Troubled Waters (2006) poster

Troubled Waters (2006)

Rating:


Canada. 2006.

Crew

Director – John Stead, Screenplay – David Robbeson, Producers – Patrick Cameron, Harvey Glazer & Robert Wilson, Photography (colour + some scenes b&w) – Brett Van Dyke, Music – Eric Cadesky & Nick Dyer, Visual Effects Consultant – Brian Irving, Visual Effects – Alphachannel FX (Supervisor – Paul Brogren) & Elliott FX Inc., Special Effects Supervisor – Max MacDonald, Makeup Effects Supervisor – Randy Daudlin, Production Design – Jonathan Dueck. Production Company – TW Films Inc

Cast

Jennifer Beals (Agent Beck), Jonathan Goad (Agent Andy Hunt), David Storch (Mike Waters), Stuart Hughes (Ben Tomlinson), Shaunia Black (Julia Waters), Sharon Lewis (Agent Tina Davis), Olivia Ballantyne (Megan Waters)


Plot

FBI Agent Beck and her partner Andy Hunt are assigned to the case of missing child Megan Waters. Megan is the daughter of Mike Waters, whose IT firm is about to go public and become worth a great deal of money. Beck has been suffering from headaches again. When these come, she gains glimpses of things that have happened after she touches various objects. Following the psychic flashes she receives, Beck becomes certain that Megan has been abducted. In their investigation, they realise that the one behind the abduction is Mike’s business partner Ben Tomlinson who has been having an affair with Mike’s wife Julia. As becomes apparent, Ben and Julia hired someone to kill Mike – but they realise that the killer is operating by his own agenda and has abducted Megan.


Troubled Waters is a film that appears to have been made for theatrical release in Canada. It is not known if it ever was released to theatres; it has certainly earned no distinction anywhere. I found it while dredging the backwaters of cable channels in the wee hours of the morning. There is, one readily finds out, good reason why Troubled Waters holds such an undistinguished reputation – there is little about it is that is memorable. The only recognisable name that the film has on board is that of the lovely Jennifer Beals, an actress who has, with the exception of tv’s The L Word (2004-9), been on screen far too little since at least the early 1990s.

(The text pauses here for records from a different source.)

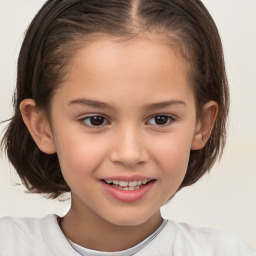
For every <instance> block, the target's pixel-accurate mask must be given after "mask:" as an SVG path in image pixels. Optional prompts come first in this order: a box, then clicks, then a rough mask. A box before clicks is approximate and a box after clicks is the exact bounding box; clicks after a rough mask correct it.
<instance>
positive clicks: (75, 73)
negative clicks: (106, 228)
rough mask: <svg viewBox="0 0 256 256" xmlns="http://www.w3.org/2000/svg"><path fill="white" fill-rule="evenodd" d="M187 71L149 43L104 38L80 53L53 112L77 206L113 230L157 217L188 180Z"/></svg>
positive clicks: (188, 103) (175, 59)
mask: <svg viewBox="0 0 256 256" xmlns="http://www.w3.org/2000/svg"><path fill="white" fill-rule="evenodd" d="M186 66H187V65H186V62H185V60H184V59H183V58H182V56H181V55H179V53H178V51H177V50H174V49H172V48H170V47H169V46H168V45H167V44H166V43H165V42H164V41H160V40H157V39H154V38H143V39H142V38H141V39H133V40H130V41H126V42H124V41H122V42H120V41H117V40H116V39H113V38H110V37H105V38H102V39H100V40H97V41H94V42H92V43H90V44H89V45H86V46H85V47H84V48H82V49H81V50H80V51H79V52H77V54H76V55H75V56H74V58H73V61H72V63H71V64H70V72H69V77H68V79H67V80H66V81H65V82H64V83H63V85H62V86H61V87H60V88H59V89H57V90H56V93H55V95H54V96H53V98H52V101H51V113H50V123H51V131H52V136H53V141H54V143H55V147H56V151H57V154H58V157H59V162H60V166H61V170H62V172H63V176H64V178H65V180H66V182H67V184H68V185H69V187H70V188H71V190H72V205H73V206H74V207H75V205H80V207H81V208H82V209H84V211H87V212H91V213H92V214H94V215H95V216H98V217H100V218H101V219H103V220H104V221H107V222H109V223H112V224H115V225H138V224H141V223H145V222H146V221H147V220H149V219H150V218H152V217H153V216H155V215H159V214H160V210H159V209H160V207H161V206H162V205H163V204H164V203H165V202H166V201H167V200H168V199H169V198H170V197H171V196H172V195H173V194H174V193H175V192H176V191H177V189H178V187H179V186H180V184H181V182H182V180H183V178H184V176H185V173H186V170H187V165H188V160H189V154H190V149H191V147H192V144H193V137H194V134H195V129H196V109H195V100H194V95H193V90H192V85H191V83H190V81H189V79H188V77H189V76H188V74H187V70H186Z"/></svg>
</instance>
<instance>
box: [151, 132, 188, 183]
mask: <svg viewBox="0 0 256 256" xmlns="http://www.w3.org/2000/svg"><path fill="white" fill-rule="evenodd" d="M191 142H192V136H191V134H190V133H182V132H180V133H175V134H171V135H169V136H168V137H164V138H162V139H161V140H158V142H157V143H155V144H154V147H152V151H151V152H154V153H153V154H154V156H155V160H156V161H157V164H158V165H159V166H160V168H161V170H162V175H163V177H168V178H170V179H172V181H173V182H174V181H176V180H177V182H179V181H180V180H182V179H183V177H184V175H185V173H186V171H187V166H188V161H189V155H190V149H191Z"/></svg>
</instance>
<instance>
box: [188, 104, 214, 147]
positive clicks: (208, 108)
mask: <svg viewBox="0 0 256 256" xmlns="http://www.w3.org/2000/svg"><path fill="white" fill-rule="evenodd" d="M217 114H218V104H217V103H216V102H215V101H209V102H208V103H206V104H205V105H204V107H203V112H202V116H201V118H200V120H199V121H198V122H197V125H196V128H195V133H194V136H193V141H192V145H191V149H192V150H199V149H202V148H203V147H204V146H205V144H206V143H207V141H208V139H209V138H210V136H211V132H212V128H213V125H214V123H215V120H216V117H217Z"/></svg>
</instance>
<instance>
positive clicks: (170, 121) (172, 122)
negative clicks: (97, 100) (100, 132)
mask: <svg viewBox="0 0 256 256" xmlns="http://www.w3.org/2000/svg"><path fill="white" fill-rule="evenodd" d="M156 117H161V118H168V122H167V124H162V125H161V124H156V122H155V121H156V120H155V118H156ZM91 118H103V124H100V125H93V124H92V123H91V121H90V120H91ZM151 119H154V122H155V124H150V125H152V126H158V127H160V128H161V127H166V126H169V125H171V124H173V123H174V122H176V121H177V120H176V118H175V117H174V116H172V115H167V114H158V115H154V116H152V117H150V118H149V119H148V121H147V122H149V121H150V120H151ZM86 120H89V122H90V123H91V124H86ZM79 121H80V123H81V125H84V126H86V127H88V128H90V129H99V128H102V126H104V125H107V124H109V122H108V121H107V119H106V118H105V117H104V116H102V115H90V116H86V117H83V118H81V119H79Z"/></svg>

Largely, Troubled Waters is a detective story about the search for a missing child. The plot throws various complications on the situation – the husband’s business partner and his wife are having an affair and hired a hitman to bump him off, the scheme going wrong as the hitman starts blackmailing them. Added to the mix is Jennifer Beals’ FBI agent who has psychic powers – that is to say she is a psychometrist and is able to read impressions from anything she touches. (In a major plotting convenience, it appears that the only things she is able to pick up are clues about the case, as opposed to say what her partner, neighbour or the person who sat in the seat before her might have done).

The great disappointment about this is the utterly predictable way that everything transpires. The detective story never holds one gripped in suspense, nor surprises with any of its twists and revelations. [PLOT SPOILERS]. You can easily see the big revelation about the identity of the abductor/assassin coming. Once it becomes apparent that this is something that has been arranged by Mike, the plot starts to seem incredibly manipulative. Everything has been set up to mislead us into thinking that Ben is engaged in the abduction whereas in fact he is the dupe. If Jennifer Beals keeps getting flashes that point in the direction of Ben then why are her flashes so blind (or selective) that they fail to lead in the direction of Mike as well?

FBI agents Jonathan Goad and Jennifer Beals in Troubled Waters (2006)
FBI agents Jonathan Goad and Jennifer Beals

From a genre perspective, Troubled Waters is frustrating. It falls into a mini-genre of clairvoyant murder mysteries that includes films like Baffled! (1972), The Eyes of Charles Sand (1972), Visions (1972), Eyes of Laura Mars (1978), Double Exposure (1981), Cassandra (1987), Fear (1990), Sensation (1994), Hideaway (1995), A Deadly Vision (1997), After Alice (1999), In Dreams (1999), The Gift (2000), Murder Scene (2000), Empathy (2007), The Cell 2 (2009), Let Me Die Quietly (2009) and In/Sight (2011). Indeed, Jennifer Beals had gone through the clairvoyant murder mystery plot before in Dead On Sight (1994). (For a more detailed overview see Films About Clairvoyance and Precognition).

In all of these, the clairvoyance has no more of a role than say Sherlock Holmes’s deductive skills and is certainly never explored beyond gleaning the clues that are necessary to solving the central mystery. This is doubly frustrating in the case of Troubled Waters where the information gained from Jennifer Beals’ psychic flashes could have been rewritten as ordinary investigative legwork with zero effort.